好半晌,曾庆书才消停了下来,还伸手揩了揩眼角,似乎那里刚才连眼泪都笑了出来。
他叹道:“齐轩,我看你是演义野史这类的狗屁杂书看傻了,还跟我玩这一套。算了,懒得跟你废话,老子直接废掉你,然后自己从你身上搜吧,到时看你还敢不敢跟老子胡扯!”说到这里,他一边警惕地注视着齐轩,以防对方发动猝然反击,一边慢慢地向前逼了过去。
齐轩的脸色越来越白,正要说话,蓦然像是见了鬼似的,嘴巴大张,一对眼珠瞪得溜圆,一脸惊骇欲绝的神情。
曾庆书心中一惊,下意识地想要回头,转念却又生生忍住,哈哈大笑道:“齐轩,你这种声东击西的伎俩,早就……”
突然之间,他从头到脚,视线所及全是一片极其刺目的红光,身上随即感到一阵钻心的炽热灼痛,宛如置身熔炉。
“不好!”
曾庆书就是再迟钝,现在也知道是真的有事了。
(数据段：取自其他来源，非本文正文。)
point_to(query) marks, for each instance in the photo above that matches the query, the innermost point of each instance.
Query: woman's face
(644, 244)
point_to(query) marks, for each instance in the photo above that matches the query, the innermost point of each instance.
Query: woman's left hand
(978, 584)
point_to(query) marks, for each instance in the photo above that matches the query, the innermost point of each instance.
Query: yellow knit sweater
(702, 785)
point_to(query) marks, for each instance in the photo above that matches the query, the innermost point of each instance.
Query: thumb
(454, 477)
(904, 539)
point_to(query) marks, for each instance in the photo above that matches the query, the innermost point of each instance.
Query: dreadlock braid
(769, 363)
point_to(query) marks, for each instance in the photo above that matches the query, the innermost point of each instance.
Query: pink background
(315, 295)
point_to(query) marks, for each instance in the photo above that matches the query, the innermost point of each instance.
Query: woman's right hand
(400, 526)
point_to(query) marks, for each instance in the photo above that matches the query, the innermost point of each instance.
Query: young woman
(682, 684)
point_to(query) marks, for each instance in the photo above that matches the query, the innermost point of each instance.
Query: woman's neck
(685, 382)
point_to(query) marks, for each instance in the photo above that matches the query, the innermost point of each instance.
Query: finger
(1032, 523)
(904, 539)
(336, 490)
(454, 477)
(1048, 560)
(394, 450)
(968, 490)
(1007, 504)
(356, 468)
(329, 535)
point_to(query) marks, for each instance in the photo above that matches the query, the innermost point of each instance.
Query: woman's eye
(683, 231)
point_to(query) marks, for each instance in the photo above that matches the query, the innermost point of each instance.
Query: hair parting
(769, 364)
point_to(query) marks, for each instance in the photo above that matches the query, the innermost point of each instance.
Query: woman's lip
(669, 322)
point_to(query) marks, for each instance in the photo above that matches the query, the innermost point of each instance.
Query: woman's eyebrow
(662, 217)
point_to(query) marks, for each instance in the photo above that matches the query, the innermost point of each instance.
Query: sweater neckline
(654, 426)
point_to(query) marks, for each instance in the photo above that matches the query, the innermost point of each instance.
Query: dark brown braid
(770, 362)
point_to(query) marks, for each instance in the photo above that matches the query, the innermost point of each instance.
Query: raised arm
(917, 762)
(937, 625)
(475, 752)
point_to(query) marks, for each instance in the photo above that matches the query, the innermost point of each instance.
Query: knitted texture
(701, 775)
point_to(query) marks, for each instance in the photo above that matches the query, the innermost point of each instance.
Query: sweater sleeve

只不过,他刚刚才有一点防范的意识,浑身就轰的一下汹汹燃烧起来,都来不及叫上一声,眨眼间就被一团从天而降的大火烧成了灰烬。
齐轩刚才看得清清楚楚,就在曾庆书准备对自己动手之际,一个紫红脸庞的壮汉,有如幽灵一般地从其身后飘了出来,将一个熊熊燃烧的火球,狠狠地砸到了曾庆书的脑袋上,把这个刚才还是气势汹汹的煞星,转瞬之间就变成了一堆白灰。
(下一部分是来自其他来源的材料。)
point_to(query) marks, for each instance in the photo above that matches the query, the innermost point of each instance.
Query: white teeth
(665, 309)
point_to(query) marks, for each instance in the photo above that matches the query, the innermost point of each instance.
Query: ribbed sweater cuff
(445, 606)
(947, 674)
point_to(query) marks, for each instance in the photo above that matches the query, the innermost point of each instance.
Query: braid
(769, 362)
这个壮汉自然便是凌霄的化身了。他刚才把两人交恶的来龙去脉听得清清楚楚,本来没想管这齐轩那些狗屁倒灶的破事儿。不曾想他无意听到,齐轩居然是偷了霸焰之枪秘籍逃出来的,这一下,就不能不让他砰然心动了。
霸焰之枪的威力他是亲自见识过的,如果现在能把这个灵技搞到手,那等于是为自己又平添了一道强而有力的保障,而自己所要付出的成本却是几近于无!这样打着灯笼都难找的好事,过了这村儿可就没这店儿了!
想到这里,他毫不犹豫地断然出手,用凌小宝给他的那个天火阵,直接把曾庆书一瞬即秒!然后,他将冷冷的目光,投注到了地上抖得像是筛糠一样的齐轩身上……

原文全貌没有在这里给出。